U.S. presses Hanoi on rights with monk visit

Hanoi, Vietnam - U.S. officials have visited a dissident Buddhist monk under house arrest as Washington applies pressure on communist-run Vietnam to release political and religious activists.

Deputy Assistant Secretary of State Eric John told reporters on Tuesday that human rights and freedom of expression would be an important part of Washington's policy toward Hanoi this year.

John declined to discuss details of his delegation's visit to Thich Quang Do of the outlawed Unified Buddhist Church of Vietnam (UBCV) in Ho Chi Minh City on Monday, or specifics of cases of detained or jailed dissidents he raised with the government.

"In general my points were that Vietnam has reached a level of development where it should be confident enough to allow the space necessary for a greater political discourse," John said at a news conference at the U.S. Embassy.

"As a friend, we can talk frankly about these things," said John, who arrived on Saturday and leaves on Wednesday.

He said the other main policy goals were to forge a trade and investment agreement, improve law enforcement cooperation on money-laundering and drug trafficking and promote an increased role for Vietnam in the Association of South East Asian Nations.

Last week, the U.S. ambassador in Hanoi said a dissident Catholic priest sentenced in a four-and-a-half hour trial on March 30 should be freed.

The Communist Party is the only legal political party in the country of 84 million, where standards of living have improved for many in one of the world's fastest-growing economies.


Washington and diplomats from about 30 European countries have complained to Hanoi about the arrests in February and March of Father Thaddeus Nguyen Van Ly and two Hanoi-based lawyers, all of whom faced criminal charges of anti-government activity.

Ly was sentenced to 8 years imprisonment but no trial date has been scheduled yet for the lawyers.

Ly was a founder one year ago of "Bloc 8406," named after the April 8, 2006 date it revealed itself with a "Manifesto for Freedom and Democracy." Some diplomats describe the bloc as the closest Vietnam comes to having a dissident movement.

Paris-based supporters of 78-year-old Do quoted him as telling visiting U.S. officials that the one-party state was engaged in a "ruthless crackdown" on people calling for more freedom of expression, a charge Hanoi rejects.

A Hanoi government spokesman has acknowledged differences between Washington and Hanoi on religion and human rights.

"This results from the differences in political regime and also our economic and social development and this is understandable," spokesman Le Dung told reporters on March 22.

Last year Vietnam clinched a trade deal with its former enemy the United States, was removed from a U.S. blacklist on religious rights, and won membership of the World Trade Organisation.
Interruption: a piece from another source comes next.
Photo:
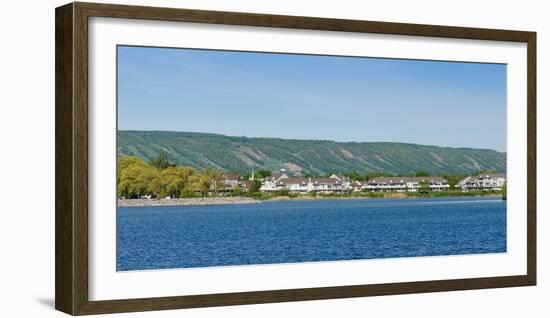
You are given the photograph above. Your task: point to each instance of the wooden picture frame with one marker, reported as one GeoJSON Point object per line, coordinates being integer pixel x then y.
{"type": "Point", "coordinates": [71, 154]}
"Having obtained all its goals, the communist regime was now bent on stifling democratic voices once and for all," a statement by UBCV in Paris quoted Do as telling the U.S. officials. "The U.S. should not stand by and allow Hanoi to act with impunity."

The group, which refuses to adhere to state-supervised religion, accuses the government of harassing followers. Hanoi restricts patriarch Thich Huyen Quang and deputy leader Do.

On March 15, three Norwegians were briefly detained by police as they arrived to visit Do at his monastery. The Norwegians were representing the Bergen-based Rafto Foundation, which awarded the monk its annual human rights prize in 2006.